As I sat in front of my notebook, I realized that the pieces of music in front of me were mostly added during our season of infertility and waiting. At the time, these were heart cries to God out of longing and hope. We started trying to build our family in 2014 and did not welcome our daughter until the end of 2019. But, my fear of infertility started when I was 17 years old and found out I have a hormone disorder that makes it very difficult to conceive. I carried this with me like a scarlet letter for 17 years as I waited for the man who was willing to take a risk on me and maybe not be able to have children of his own.
It’s not uncommon for those of us who feel like we are suffering to find our way to the book of Job. That was a man who really suffered. He literally lost everything due to no fault of his own. Yet, he, for the most part, was able to keep his eyes on the Lord who gives and takes away. This song comes out of the book of Job and, while it never failed to bring tears to my eyes, it challenged me to remember that God did not owe me a baby. He was shaping my heart in the waiting and asking me to draw near to Him, no matter whether He was giving or taking away.
We are not promised that life will be easy or that we will have all of the things we want. In fact, we know that we will have trouble in this world. But, we know that God is good and He loves us in ways we can’t comprehend.

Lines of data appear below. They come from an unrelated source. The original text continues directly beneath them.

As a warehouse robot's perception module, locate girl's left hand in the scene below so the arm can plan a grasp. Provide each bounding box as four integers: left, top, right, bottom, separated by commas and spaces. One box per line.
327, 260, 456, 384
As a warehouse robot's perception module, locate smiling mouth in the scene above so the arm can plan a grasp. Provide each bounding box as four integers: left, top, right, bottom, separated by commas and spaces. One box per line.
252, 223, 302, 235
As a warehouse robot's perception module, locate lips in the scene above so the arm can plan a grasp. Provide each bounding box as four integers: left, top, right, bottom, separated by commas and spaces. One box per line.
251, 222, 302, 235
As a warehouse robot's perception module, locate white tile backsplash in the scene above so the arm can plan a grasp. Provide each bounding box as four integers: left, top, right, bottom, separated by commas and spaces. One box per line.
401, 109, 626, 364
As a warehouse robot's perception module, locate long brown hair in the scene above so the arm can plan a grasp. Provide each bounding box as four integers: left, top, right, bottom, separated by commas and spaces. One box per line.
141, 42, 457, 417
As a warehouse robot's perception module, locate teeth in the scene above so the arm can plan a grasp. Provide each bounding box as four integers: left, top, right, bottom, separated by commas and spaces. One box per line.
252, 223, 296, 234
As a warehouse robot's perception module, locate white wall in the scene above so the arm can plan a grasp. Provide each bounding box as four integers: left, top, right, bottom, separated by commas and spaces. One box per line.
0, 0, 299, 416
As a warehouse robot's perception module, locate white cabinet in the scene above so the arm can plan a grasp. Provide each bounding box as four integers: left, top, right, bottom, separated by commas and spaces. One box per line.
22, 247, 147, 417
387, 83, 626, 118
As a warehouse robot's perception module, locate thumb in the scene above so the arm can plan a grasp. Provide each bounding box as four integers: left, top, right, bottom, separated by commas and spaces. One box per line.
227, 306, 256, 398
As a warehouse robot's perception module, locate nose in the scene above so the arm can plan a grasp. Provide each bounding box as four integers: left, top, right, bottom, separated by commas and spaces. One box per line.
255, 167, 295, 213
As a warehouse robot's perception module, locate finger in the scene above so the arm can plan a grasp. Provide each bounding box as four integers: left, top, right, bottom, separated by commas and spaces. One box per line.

Our suffering isn’t meaningless. Our afflictions matter to us, to our own growth, and to the lives of those around us if we are wiling to share them and how we’ve learned, grown, or overcome. This is the hardest part of waiting - knowing that God will do what is best for our good and His glory, even if we can’t understand or find it painful. I’ll be honest and say that I haven’t always been able to lift my head in worship in those moments. But, with the help of trusted companions and fellow followers of Christ, I am able to find my way to the altar once again and thank God for the pain that is creating something beautiful in His site.
It’s ok to cry, to lament, to grieve. These are sometimes necessary steps in the journey. I pray that you will allow the Lord to do His work in your heart while you wait for what is next.